GBDT notes

GBDT notes

GBDT is a Boosting algorithm, we talk about lifting scheme familiar with Adaboost, it AdaBoost algorithm and different;

Differences are as follows: the AdaBoost algorithm using the error before one weak learner to update the weight values weight the sample, and then a round of iteration;

GBDT is iterative, but GBDT weak learner must be requested CART model,

And GBDT in model training when it is required as small as possible sample loss predicted by the model.

 

GBDT consists of three parts:

DT(Regression Decistion Tree)、GB(Gradient Boosting)和Shrinkage(衰减)

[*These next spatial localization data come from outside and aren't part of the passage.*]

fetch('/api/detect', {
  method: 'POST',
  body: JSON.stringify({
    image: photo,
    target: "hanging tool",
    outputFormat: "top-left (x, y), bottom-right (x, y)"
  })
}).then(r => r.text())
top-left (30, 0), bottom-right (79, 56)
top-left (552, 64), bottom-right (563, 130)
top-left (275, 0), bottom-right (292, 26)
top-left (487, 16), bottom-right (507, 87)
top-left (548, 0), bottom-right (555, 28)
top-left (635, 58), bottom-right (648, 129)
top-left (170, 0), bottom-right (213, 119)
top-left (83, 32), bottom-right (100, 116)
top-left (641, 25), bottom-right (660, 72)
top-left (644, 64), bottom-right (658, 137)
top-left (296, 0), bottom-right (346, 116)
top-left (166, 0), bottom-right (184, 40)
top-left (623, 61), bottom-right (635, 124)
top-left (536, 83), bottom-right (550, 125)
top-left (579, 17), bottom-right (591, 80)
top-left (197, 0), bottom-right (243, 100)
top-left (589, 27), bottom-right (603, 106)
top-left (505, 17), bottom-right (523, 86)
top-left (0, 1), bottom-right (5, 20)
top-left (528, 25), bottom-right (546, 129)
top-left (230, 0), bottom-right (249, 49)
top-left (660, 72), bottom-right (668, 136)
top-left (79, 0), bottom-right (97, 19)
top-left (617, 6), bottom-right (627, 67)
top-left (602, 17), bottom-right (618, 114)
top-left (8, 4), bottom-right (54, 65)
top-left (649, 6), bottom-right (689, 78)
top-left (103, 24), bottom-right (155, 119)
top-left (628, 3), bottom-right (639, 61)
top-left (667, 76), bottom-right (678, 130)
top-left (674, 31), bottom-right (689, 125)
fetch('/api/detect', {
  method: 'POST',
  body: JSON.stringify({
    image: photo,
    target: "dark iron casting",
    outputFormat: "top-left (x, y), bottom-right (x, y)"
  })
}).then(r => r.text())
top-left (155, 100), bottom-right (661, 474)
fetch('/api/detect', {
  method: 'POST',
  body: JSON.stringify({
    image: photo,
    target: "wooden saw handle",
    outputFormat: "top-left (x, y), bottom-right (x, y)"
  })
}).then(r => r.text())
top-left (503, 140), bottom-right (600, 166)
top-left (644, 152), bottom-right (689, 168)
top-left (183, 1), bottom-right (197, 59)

GBD is composed of multiple decision trees, trees add up the results of all the final result is the difference between the iterative random forest tree: Random Forest drawn using different samples of the different constructs subtree that is constructed and m tree m-1 before the tree is a result there is no relationship between iteration constructs a decision tree when the tree, the build results subtree formed prior to use of residuals as the next input data to build a sub-tree; and when the final prediction according subtree Construction of the predicted sequence (serial), and adding the prediction result.

Training process

We hope to keep the loss of function is reduced, and can be reduced as quickly as possible. 1. Let loss function drops along the gradient direction. This is gb. Lifting the residual tree approximation algorithm to fit a regression tree 2. loss function using a negative gradient the value of the current model as a regression problem. This is dt. 3. round this training when they are able to make to reduce the loss of function as quickly as possible, as quickly as possible to achieve the convergence of local optima or global optimal solution.

Feature Selection

gbdt selection feature detail is actually CART tree generation process. gbdt weak classifier is selected by default CART tree. In fact, you may need to select a weak classifier (provided that the high and low variance bias boosting subject frame to frame.) The CART tree (a binary tree) to generate:

CART tree generation process is actually a feature selection process

  1. Suppose we are currently a total of M feature.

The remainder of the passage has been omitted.